Omoeresia, anche il Brasile ha il suo "James Martin"

Anche il Brasile ha il suo James Martin. È un professore di teologia e gesuita: Luis Corrêa Lima. Chiede che la “Campagna di Fraternità” in corso in Brasile si indirizzi anche alle persone LGBT e suggerisce che la Chiesa abbandoni il suo insegnamento di sempre sulla sessualità umana.

Ecclesia 29_03_2018

Anche il Brasile ha il suo James Martin. È un professore di teologia della Pontificia Università Cattolica di Rio de Janeiro, gesuita: Luis Corrêa Lima. Nell’ultimo numero della Rivista dei religiosi brasiliani, “Convergência” ha pubblicato un lungo articolo in cui chiede che la “Campagna di Fraternità” in corso in Brasile  si indirizzi anche alle persone LGBT, e soprattutto suggerisce in buona sostanza che la Chiesa abbandoni il suo insegnamento di sempre sulla sessualità umana, basata sulla differenza fra uomo e donna. Come è frequente, il discorso parte dalla sofferenza delle persone omosessuali e dei loro famigliari, e dall’ingiustizia delle discriminazioni vissute e compiute nei loro confronti. Ma poi il discorso si amplia, in maniera molto abile e circospetta, verso quella che si configura come una possibile accettazione della teoria di genere. E cioè l’abbandono del dato fisico per la determinazione di maschio e femmina, e la prevalenza della scelta personale.

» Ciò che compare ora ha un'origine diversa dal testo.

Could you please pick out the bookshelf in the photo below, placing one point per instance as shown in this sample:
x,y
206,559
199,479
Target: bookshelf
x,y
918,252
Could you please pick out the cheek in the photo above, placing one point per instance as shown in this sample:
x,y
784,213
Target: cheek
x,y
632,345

Sin dall’inizio della sua dissertazione il professore di teologia fa suoi termini che la cultura dominante ha scelto per chiudere ogni possibilità di discussione: omofobia e transfobia. Parte dal massacro di Orlando – compiuto da un musulmano, che aveva avuto frequentazioni omosessuali per dire che questa è “la punta dell’iceberg di una realtà ben più ampia chiassosa o discreta presente in tutto il mondo e specialmente in Brasile: l’ostilità fisica e verbale contro i LGBT conosciuta come omofobia”.

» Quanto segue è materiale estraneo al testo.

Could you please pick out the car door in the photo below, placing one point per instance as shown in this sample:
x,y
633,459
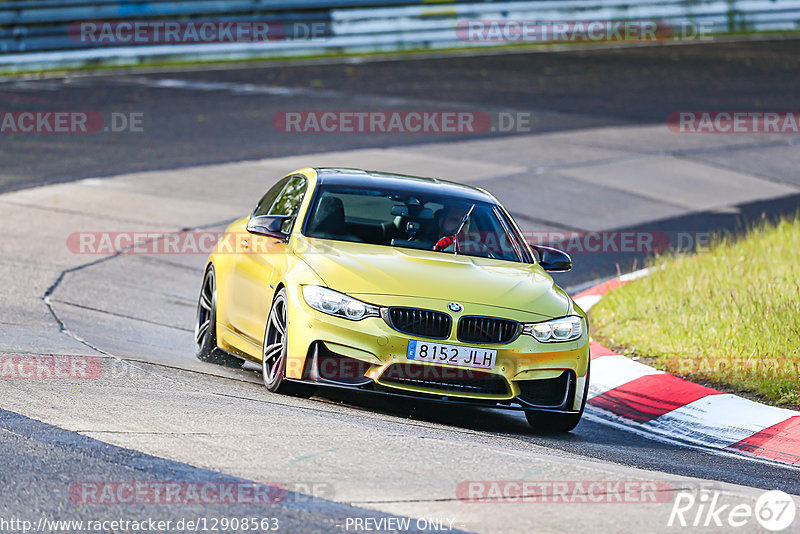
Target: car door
x,y
262,260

Che avrebbe – e anche questo fa parte dell’arsenale polemico LGBT – origine, secondo il gesuita, “in un timore incosciente del cuore umano che rifiuta di riconciliarsi con la sua verità… una necessità di occultare la verità sulla propria esistenza, o sugli impulsi interni”.

Sulla sodomia il gesuita dice che “questa pratica fu chiamata sodoma, con riferimento al peccato di Sodoma che risultò in un castigo divino distruggitore, e considerata un abominio”. Da allora “cambiamenti importanti si realizzarono nella società e nella Chiesa, ma lo stigma dell’abomino e della perversione continua. Non è a caso che religiosi cristiani accusino categoricamente gli omosessuali e trans di essere indemoniati, e utilizzano la Bibbia per esecrarli”.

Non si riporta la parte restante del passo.